Upgradeable contracts should implement a storage gap

[hats-bug-reporter[bot]]

Github username: @Madalad Submission hash (on-chain): 0xec1b7ad92bf3ad91b04dd5724e4106942eebc0610138e215204336808154e693 Severity: low

Description: Description\ A storage gap is empty reserved space in storage that is put in place in Upgradeable contracts. It allows us to freely add new state variables in the future without compromising the storage compatibility with existing deployments. It is typically implemented as a fixed length uint array named __gap at the end of an upgradeable smart contract

It isn’t safe to simply add a state variable because it "shifts down" all of the state variables below in the inheritance chain. This makes the storage layouts incompatible, as explained in Writing Upgradeable Contracts.

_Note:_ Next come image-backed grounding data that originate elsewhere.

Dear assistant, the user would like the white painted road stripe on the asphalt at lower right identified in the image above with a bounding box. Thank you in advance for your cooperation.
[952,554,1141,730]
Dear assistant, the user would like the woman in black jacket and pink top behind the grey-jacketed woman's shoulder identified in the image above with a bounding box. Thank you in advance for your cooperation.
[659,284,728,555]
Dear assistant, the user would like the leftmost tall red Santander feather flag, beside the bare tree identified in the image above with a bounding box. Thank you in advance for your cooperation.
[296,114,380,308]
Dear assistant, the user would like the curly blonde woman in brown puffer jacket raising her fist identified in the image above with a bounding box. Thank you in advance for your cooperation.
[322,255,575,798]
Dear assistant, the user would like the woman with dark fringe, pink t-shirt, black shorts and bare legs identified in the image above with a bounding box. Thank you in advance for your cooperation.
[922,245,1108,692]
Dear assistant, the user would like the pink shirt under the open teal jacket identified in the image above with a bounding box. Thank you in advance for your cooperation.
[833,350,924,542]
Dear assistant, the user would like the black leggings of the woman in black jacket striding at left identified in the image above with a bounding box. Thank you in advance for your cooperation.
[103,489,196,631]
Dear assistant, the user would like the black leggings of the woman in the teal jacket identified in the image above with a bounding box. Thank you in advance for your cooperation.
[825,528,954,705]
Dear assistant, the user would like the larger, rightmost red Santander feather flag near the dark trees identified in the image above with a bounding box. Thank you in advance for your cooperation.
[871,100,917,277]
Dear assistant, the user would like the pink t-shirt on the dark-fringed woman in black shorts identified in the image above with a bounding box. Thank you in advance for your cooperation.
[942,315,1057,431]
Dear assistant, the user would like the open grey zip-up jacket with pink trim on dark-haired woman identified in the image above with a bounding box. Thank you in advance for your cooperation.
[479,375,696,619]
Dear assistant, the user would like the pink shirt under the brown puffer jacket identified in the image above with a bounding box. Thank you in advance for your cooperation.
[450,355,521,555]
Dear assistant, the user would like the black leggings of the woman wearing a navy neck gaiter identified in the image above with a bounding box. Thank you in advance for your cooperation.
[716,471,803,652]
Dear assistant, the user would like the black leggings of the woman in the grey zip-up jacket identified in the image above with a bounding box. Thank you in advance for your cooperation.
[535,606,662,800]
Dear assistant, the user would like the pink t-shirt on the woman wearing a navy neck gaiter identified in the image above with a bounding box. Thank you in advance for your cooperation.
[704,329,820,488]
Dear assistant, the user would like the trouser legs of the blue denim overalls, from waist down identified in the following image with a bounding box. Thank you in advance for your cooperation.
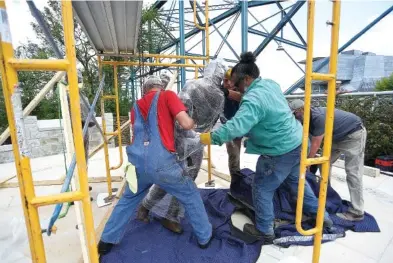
[101,163,212,245]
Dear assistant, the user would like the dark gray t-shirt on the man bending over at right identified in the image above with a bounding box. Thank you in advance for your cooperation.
[310,107,362,141]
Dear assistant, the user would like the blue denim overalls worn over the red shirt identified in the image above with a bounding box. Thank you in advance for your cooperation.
[101,92,212,245]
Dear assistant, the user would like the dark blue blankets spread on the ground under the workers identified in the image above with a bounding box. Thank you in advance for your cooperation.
[101,169,380,263]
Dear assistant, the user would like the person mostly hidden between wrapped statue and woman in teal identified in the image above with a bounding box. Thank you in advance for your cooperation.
[220,69,242,188]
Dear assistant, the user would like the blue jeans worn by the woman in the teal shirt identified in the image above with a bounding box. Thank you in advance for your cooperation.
[252,146,329,234]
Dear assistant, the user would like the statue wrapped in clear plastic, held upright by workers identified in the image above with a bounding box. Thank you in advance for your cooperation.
[138,60,226,232]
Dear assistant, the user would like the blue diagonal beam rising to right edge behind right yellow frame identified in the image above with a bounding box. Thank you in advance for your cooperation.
[284,5,393,95]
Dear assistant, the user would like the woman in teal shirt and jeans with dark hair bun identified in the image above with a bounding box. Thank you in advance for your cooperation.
[200,52,333,244]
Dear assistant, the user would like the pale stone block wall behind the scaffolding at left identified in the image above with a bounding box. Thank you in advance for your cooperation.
[0,113,114,163]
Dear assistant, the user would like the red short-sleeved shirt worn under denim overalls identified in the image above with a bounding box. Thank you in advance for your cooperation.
[131,90,187,152]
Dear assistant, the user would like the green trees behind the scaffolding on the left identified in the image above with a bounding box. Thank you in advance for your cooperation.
[0,1,168,138]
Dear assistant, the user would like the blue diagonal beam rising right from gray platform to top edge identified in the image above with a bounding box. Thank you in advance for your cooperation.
[159,1,277,53]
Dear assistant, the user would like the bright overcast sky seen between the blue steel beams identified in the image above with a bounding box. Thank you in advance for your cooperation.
[6,0,393,90]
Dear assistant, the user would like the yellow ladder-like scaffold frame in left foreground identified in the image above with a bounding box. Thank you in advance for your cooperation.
[0,0,98,263]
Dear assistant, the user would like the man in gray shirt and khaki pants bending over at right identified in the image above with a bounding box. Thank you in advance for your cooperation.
[289,100,367,221]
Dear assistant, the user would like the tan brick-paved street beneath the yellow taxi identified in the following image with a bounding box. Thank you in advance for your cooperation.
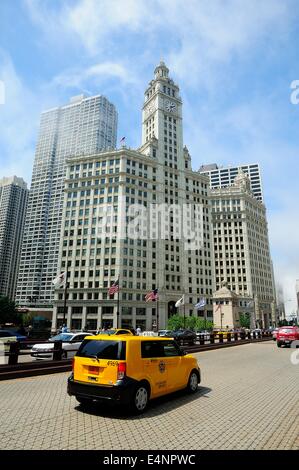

The size of the __gap array is calculated so that the amount of storage used by a contract always adds up to the same number (usually 50 storage slots).

The following contracts are upgradeable but lack storage gaps:

• https://github.com/Cvg-Finance/hats-audit/blob/main/contracts/CloneFactory.sol
• https://github.com/Cvg-Finance/hats-audit/blob/main/contracts/CvgControlTower.sol

Attack Scenario\ Without a storage gap, there is a high risk of storage collisions when smart contracts are upgraded, which have extreme and significant consequences.

Recommendation\ Add storage __gap variables to CloneFactory and CvgControlTower.

Files:

• CloneFactory.sol (https://hats-backend-prod.herokuapp.com/v1/files/QmTdHthCSPEzy8QUiMqswaEF4n9FsLUvVWgq86RAWysAcH)
• CvgControlTower.sol (https://hats-backend-prod.herokuapp.com/v1/files/QmZerLuxiucWQmUh212i8icUBBhatjmThyDn5rC7FHTojR)

[shalbe-cvg]

Hello, Thanks a lot for your attention.

First of all, these contracts were not labelled in the scope of this audit contest but we still decided to analyze your issue. The two contracts you mentioned are not following an inheritance pattern and therefore do not need any storage gaps.

We have so to consider this issue as Invalid.